As I said before, these modifications tune the speaker to fit the owner’s particular taste and system, and as such, the changes can be unfavorable. A local dealer in my area makes custom speaker systems (mostly horn-based) and tuning involves trying external damping of the horn, applying thin felt strips to the inside of the horn, changing the type and amount of damping to the sides of the cabinet, changing crossover parts based on a prospective buyer’s preference, etc. I get to hear these changes, and any one of them can result in dramatic changes.
The issue I have with the kind of modifications mentioned in the video is that a lot of people assume that certain types of changes are always better—more damping is better, more expensive caps are better than cheap ones, etc. Additional cabinet damping might make the bass tighter, which one person may like, but someone else might find the sound to be too dry and lifeless. The type and brand of caps that sound good is likewise subjective. The custom builder I mentioned above thoroughly hates Mundorf caps in any of his speaker or electronic builds.
If you ever heard the effect of even a tiny change in the level of the midrange and tweeter, you will appreciate the value of L-pad attenuators controlling such drivers. I don’t understand how manufacturers expect their designs to be optimized to the particular buyer’s taste and room acoustics such that such basic adjustment is not necessary. The removal of such controls has to be among the worse modern design trends; reversing this by adding back controls would probably be the best modification one can try.
@larryi well said. Changes are not guaranteed to be improvements and there certainly seems to be a tendency towards more is better. That’s kind of where I was going with bringing cognitive dissonance into the conversation, it provides a behavioral explanation as to why a rational person might go down that path and then vehemently justify their choices.
Personally I tend to “trust the chef” but I get why people like to tinker and modify, it’s a fun part of the hobby. Every room is different so it’s not like you can expect everything to be optimized straight from the factory. My mods tend to come through positioning and amplification. I don’t even like to use tone controls, but I see value in them along w advanced room correcting software. Mostly though I get annoyed when industry people overstate the value of these mods and the assumption that they will result in a noticeable improvement.

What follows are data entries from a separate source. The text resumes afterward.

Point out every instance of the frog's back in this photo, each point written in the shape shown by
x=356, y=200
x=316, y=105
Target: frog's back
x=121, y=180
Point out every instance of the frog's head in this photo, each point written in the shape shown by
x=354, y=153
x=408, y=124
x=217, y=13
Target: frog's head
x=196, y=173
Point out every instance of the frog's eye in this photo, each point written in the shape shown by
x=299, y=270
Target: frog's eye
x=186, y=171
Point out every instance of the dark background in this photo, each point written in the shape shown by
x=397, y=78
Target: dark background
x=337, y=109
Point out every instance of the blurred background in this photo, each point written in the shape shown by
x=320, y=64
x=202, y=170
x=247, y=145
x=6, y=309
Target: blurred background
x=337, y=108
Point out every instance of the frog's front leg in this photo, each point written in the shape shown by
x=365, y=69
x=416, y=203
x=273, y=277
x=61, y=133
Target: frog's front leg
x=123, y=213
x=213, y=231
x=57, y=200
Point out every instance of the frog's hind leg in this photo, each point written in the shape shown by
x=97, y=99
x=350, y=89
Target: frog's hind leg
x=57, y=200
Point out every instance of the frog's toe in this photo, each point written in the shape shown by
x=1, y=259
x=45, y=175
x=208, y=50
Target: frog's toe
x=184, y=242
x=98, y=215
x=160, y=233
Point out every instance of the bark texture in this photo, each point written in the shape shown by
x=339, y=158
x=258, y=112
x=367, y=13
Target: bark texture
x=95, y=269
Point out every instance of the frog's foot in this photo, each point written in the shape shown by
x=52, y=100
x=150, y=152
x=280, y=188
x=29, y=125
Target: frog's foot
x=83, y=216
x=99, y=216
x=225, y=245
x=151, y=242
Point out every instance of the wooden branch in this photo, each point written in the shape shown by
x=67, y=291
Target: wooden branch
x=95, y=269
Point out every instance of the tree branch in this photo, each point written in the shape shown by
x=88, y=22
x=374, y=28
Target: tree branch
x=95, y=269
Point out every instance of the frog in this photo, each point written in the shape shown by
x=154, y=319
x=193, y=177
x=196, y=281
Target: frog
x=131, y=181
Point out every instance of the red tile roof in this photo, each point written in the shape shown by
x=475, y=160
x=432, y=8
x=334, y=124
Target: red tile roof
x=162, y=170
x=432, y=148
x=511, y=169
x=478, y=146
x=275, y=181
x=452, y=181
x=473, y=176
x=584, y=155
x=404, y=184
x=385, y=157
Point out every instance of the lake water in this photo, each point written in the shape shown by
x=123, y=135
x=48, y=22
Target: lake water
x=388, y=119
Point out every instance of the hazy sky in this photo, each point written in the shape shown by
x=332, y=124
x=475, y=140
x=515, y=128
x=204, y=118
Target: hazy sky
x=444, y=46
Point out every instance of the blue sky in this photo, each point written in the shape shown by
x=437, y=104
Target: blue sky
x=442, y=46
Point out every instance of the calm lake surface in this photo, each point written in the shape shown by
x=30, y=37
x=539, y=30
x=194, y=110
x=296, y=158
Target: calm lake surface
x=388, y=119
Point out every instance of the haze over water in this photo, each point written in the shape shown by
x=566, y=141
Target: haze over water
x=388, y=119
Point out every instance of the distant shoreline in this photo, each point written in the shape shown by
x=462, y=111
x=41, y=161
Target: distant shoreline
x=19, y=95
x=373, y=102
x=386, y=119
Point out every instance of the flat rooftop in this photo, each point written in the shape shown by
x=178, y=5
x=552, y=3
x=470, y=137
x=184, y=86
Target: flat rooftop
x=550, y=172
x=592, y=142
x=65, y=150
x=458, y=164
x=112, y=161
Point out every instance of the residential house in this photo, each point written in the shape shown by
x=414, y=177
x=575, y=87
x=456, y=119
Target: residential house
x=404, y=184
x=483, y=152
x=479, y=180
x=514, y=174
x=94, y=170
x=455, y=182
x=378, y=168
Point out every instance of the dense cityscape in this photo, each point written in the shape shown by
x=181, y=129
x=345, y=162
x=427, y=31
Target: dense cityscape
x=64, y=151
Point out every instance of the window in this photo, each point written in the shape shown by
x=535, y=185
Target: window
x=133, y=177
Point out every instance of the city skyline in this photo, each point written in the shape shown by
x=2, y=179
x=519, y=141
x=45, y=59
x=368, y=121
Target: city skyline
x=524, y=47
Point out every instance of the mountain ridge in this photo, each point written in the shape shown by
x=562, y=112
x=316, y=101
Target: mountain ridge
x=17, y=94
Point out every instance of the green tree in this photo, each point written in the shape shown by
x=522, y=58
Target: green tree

Sorry to chime in late wasn't able to post because my address wasn't on file. But I dampen my IV's a year ago. I used Dynamat 1/4 inch tape .The sound improvement was clear and very obvious Warmer less squawking much easier to listen to I used to get tired of listening and yawning after 20 mins. The first thing I noticed, was I could listen for an hour without squirming. I stopped yawning and enjoyed favorite cuts with new enthusiasm. Damping involves 35$ and 2 hours of work .It's easy to do and I highly recommend it. And best of all if you don't like, it takes 20 mins. to reverse. I've seen the negativity on some post a lot goes in to good sound. Equipment decent wires room size and acoustics. But above all quality of recordings. Naysayers can say what they want but my IV's sound like Six's now.